Following a bench trial, the United States District Court for the Eastern District of Virginia found in The Cincinnati Insurance Co. v. The Norfolk Truck Center that a commercial truck dealer’s social engineering loss arose directly from a computer, thereby triggering the dealer’s computer fraud coverage, notwithstanding that the scheme involved numerous non-computer acts in the causal chain of events. A copy of the decision may be found here.
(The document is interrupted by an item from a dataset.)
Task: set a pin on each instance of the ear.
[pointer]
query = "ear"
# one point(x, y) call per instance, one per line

The case arose out of an all-too-familiar cyber scheme. The City of Norfolk placed an order for two trucks with The Norfolk Truck Center (“NTC”). In order to fill the order, NTC ordered parts from Kimble Mixer Company (“KMC”). On the same day the order was placed, a fraudster posing as a KMC employee and using a slightly modified email sent NTC’s CEO, David Harlow, two legitimate invoices for the order and provided wire instructions for payment. Mr. Harlow approved the invoices and directed his bank to issue payment pursuant to the instructions provided. After preparing the appropriate paperwork, which was executed by Mr. Harlow, NTC’s bank issued the payment. It took over a month before KMC followed up for payment, at which point NTC realized it had been the victim of fraud.
NTC submitted a claim to its insurer, Cincinnati Insurance Co. (“CIC”), under a policy providing coverage for, among other things, “Computer Fraud.” The policy provided that the insurer “will pay for loss of … ‘money’ … resulting directly from the use of any computer to fraudulently cause a transfer of that property from inside [NTC’s offices] ….” (Emphasis added.) CIC denied coverage claiming that the loss did not result directly from the use of a computer because: 1) it was the legitimate invoice, not the email, that caused the wire transfer; 2) the loss did not result directly from the use of a computer given the length of time and number of people involved in issuing the wire transfer; and 3) NTC’s failure to investigate the wire instructions provided to it was an intervening cause precluding coverage.
The court began its analysis with the construction and application of the term “directly” and found the term unambiguously to mean “something that is done in a ‘straightforward’ or ‘proximate’ manner and ‘without deviation’ or ‘without intervening agency’ from its cause.” Applying the definition to the facts, the court concluded that “Computers were used in every step of the [way] including receipt of the fraudulent instructions and the insured’s compliance with such instructions by directing its bank to wire the funds to the fake payee.”
The court rejected all of the insurer’s argument that the damages were not “directly” from a computer. First, the court rejected the argument that the loss did not result directly from a computer because NTC issued the payment pursuant to a legitimate invoice. The court held that the provision only required the “cause” of the transfer to be fraudulent use of a computer; the email, originating directly from the use of a computer, satisfied that requirement. The court specified that it is the cause of the transfer that must be fraudulent, not the payment itself. Second, the court was unpersuaded by the insurer’s argument that the number of actors involved both inside and outside of NTC over the course of six days demonstrated that the loss was not “directly” from a computer. The court found that each of the actors “were necessary links in the chain that led to the loss” and that the length of time or the number of actors did not sever the direct chain of events, all of which originated from the use of a computer. Finally, the court rejected the insurer’s argument that NTC’s failure to uncover the fraud was an intervening cause. The court stated that such an interpretation would improperly read an exclusion into the insurance policy that simply did not exist. Accordingly, the court found that the loss of money resulted directly from the use of a computer despite multiple non-computer acts in the casual chain of events.
The court’s decision is a helpful guide concerning the appropriate standard and analysis to apply when considering whether a loss arises directly from a computer under a typical computer fraud policy provision. As the court makes clear, simply because non-computer acts are intertwined in the causal chain of events does not break the chain of causation by computer and, thus, does not mean that the fraud did not result directly from a computer.